GPU Comparison

Select up to 2 GPUs to analyze their pricing, performance, and specifications side-by-side.

Quick Verdict

On performance, the GeForce GTX 1060 and Radeon R9 390X are effectively a dead heat — under a few percent apart.

Maximum Capacity Reached. Remove a model to add another. (2/2)

VS
NVIDIA
GeForce GTX 1060
Price
$500
Perf Index
9%
Value Score
0.018
VRAM6GB GDDR6
Thermal TDP120W
Price
Awaiting Data
Perf Index
9%
Value Score
VRAM8GB GDDR6
Thermal TDP275W

GeForce GTX 1060 vs Radeon R9 390X: In-Depth Breakdown

Performance: GeForce GTX 1060 vs Radeon R9 390X

The GeForce GTX 1060 and Radeon R9 390X post nearly the same score in our performance index, so neither holds a meaningful raw-speed advantage. Both are best suited to entry-level 1080p gaming.

Power & Efficiency

The GeForce GTX 1060 draws just 120W versus 275W for the Radeon R9 390X, and it also delivers more performance per watt — so it runs cooler and quieter and needs less PSU headroom.

VRAM & Future-Proofing

With 8GB against 6GB, the Radeon R9 390X has more headroom for 4K textures and memory-hungry creative/AI tasks where the GeForce GTX 1060's 6GB can fall short.

Features & Ecosystem

Beyond raw numbers, the GeForce GTX 1060 brings NVIDIA DLSS upscaling/frame generation and stronger ray tracing, while the Radeon R9 390X offers AMD FSR upscaling and strong rasterization value. If you lean on upscaling or ray tracing, that ecosystem difference can matter as much as the frame-rate gap.

Which should you buy: GeForce GTX 1060 or Radeon R9 390X?

the GeForce GTX 1060 is the faster card. With live pricing limited for this pair, base your decision on the spec differences above — particularly VRAM and power draw — and check current stock before buying.
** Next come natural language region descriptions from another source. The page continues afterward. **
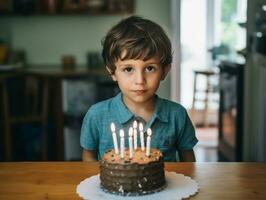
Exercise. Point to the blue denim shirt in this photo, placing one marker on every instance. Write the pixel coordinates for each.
(172, 130)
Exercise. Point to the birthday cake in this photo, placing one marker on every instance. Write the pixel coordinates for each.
(132, 176)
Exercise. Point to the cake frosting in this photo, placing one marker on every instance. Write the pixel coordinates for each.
(138, 175)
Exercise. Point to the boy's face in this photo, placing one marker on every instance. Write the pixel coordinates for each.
(138, 79)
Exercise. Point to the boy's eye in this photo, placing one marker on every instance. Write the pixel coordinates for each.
(127, 69)
(150, 68)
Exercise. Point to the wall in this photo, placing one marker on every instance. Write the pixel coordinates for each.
(254, 104)
(46, 38)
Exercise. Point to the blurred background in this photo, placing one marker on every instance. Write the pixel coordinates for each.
(51, 72)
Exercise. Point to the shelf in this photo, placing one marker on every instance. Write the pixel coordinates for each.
(66, 7)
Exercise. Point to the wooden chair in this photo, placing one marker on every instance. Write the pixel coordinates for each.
(31, 95)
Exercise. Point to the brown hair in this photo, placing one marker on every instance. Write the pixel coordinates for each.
(139, 38)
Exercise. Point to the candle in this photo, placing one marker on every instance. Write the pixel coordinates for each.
(130, 142)
(122, 144)
(141, 137)
(135, 126)
(148, 145)
(114, 138)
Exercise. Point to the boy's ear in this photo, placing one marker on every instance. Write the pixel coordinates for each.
(111, 73)
(166, 69)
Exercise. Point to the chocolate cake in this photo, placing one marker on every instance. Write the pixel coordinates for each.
(137, 176)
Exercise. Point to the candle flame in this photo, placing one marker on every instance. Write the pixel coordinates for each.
(112, 127)
(149, 132)
(130, 132)
(140, 127)
(122, 133)
(135, 124)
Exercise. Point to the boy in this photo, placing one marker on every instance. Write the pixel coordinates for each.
(137, 54)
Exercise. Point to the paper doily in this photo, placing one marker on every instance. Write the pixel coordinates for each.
(178, 187)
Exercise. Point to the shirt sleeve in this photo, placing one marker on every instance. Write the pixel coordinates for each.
(187, 139)
(89, 137)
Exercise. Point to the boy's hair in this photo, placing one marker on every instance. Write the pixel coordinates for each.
(139, 38)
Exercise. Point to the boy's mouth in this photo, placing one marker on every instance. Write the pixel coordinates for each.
(139, 92)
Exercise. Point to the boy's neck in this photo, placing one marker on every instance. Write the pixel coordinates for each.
(143, 109)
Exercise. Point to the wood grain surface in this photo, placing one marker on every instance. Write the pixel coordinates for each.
(58, 180)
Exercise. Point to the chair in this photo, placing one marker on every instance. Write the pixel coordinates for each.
(207, 91)
(25, 101)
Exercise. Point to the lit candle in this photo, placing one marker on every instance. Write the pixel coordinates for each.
(141, 137)
(114, 138)
(135, 126)
(122, 144)
(130, 142)
(148, 145)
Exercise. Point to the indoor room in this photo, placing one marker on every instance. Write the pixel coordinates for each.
(52, 71)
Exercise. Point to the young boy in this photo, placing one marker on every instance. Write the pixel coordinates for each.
(138, 56)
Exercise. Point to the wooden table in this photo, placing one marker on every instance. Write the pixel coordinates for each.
(58, 180)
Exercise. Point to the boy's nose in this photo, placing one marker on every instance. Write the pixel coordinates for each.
(140, 78)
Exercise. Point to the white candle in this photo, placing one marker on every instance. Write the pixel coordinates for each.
(148, 145)
(114, 138)
(122, 144)
(130, 142)
(141, 137)
(135, 126)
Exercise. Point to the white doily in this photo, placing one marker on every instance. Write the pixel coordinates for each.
(178, 187)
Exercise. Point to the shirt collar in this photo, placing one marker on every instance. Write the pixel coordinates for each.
(124, 115)
(122, 112)
(161, 112)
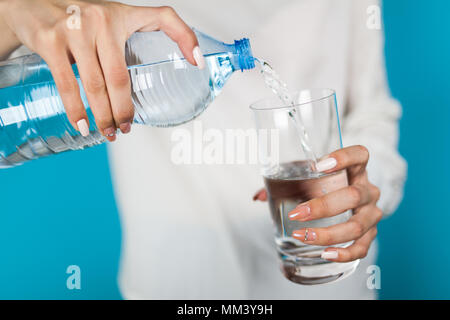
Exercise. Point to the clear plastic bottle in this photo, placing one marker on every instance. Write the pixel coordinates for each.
(166, 91)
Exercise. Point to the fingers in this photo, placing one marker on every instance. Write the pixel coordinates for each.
(353, 158)
(261, 195)
(112, 60)
(355, 228)
(69, 90)
(332, 204)
(167, 20)
(357, 250)
(95, 88)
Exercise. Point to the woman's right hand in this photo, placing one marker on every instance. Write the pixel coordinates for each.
(92, 34)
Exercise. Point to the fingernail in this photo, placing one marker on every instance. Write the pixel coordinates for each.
(330, 255)
(326, 164)
(83, 127)
(110, 134)
(304, 235)
(300, 213)
(198, 57)
(125, 127)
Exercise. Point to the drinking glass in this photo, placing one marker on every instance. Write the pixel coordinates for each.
(290, 140)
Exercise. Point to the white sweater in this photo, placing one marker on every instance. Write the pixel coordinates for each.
(193, 231)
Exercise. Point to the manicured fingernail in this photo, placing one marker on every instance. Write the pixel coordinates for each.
(330, 255)
(304, 235)
(83, 127)
(110, 134)
(125, 127)
(300, 213)
(326, 164)
(198, 57)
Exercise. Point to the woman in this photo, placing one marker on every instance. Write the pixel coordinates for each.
(190, 230)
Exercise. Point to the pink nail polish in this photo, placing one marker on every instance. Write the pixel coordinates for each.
(305, 235)
(330, 255)
(110, 132)
(83, 127)
(300, 213)
(125, 127)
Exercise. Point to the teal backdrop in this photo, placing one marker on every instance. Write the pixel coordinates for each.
(60, 211)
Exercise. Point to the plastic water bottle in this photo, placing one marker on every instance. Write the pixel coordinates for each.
(166, 90)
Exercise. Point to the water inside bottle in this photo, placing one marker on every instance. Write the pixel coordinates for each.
(33, 121)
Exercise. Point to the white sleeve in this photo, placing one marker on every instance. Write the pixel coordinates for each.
(372, 115)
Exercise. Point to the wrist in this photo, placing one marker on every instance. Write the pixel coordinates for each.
(8, 41)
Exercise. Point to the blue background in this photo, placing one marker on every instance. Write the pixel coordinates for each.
(60, 211)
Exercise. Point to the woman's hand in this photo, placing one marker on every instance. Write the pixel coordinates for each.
(96, 43)
(360, 195)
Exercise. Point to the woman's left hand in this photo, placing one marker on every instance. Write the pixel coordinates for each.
(361, 196)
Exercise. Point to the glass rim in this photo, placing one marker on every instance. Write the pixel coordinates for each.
(281, 105)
Frequently Asked Questions

Is the GeForce GTX 1060 better than the Radeon R9 390X?

They're very close on raw performance. Pick based on price, VRAM, and power draw rather than speed.

Which is better for 4K gaming, the GeForce GTX 1060 or the Radeon R9 390X?

Neither is a dedicated 4K card; both are best at entry-level 1080p. For 4K you'd want a faster GPU, or lean on upscaling.

Does the Radeon R9 390X have enough VRAM advantage to matter?

Its 8GB (vs 6GB) gives real headroom for 4K, heavy texture mods, and creative/AI work. At 1080p the gap matters less.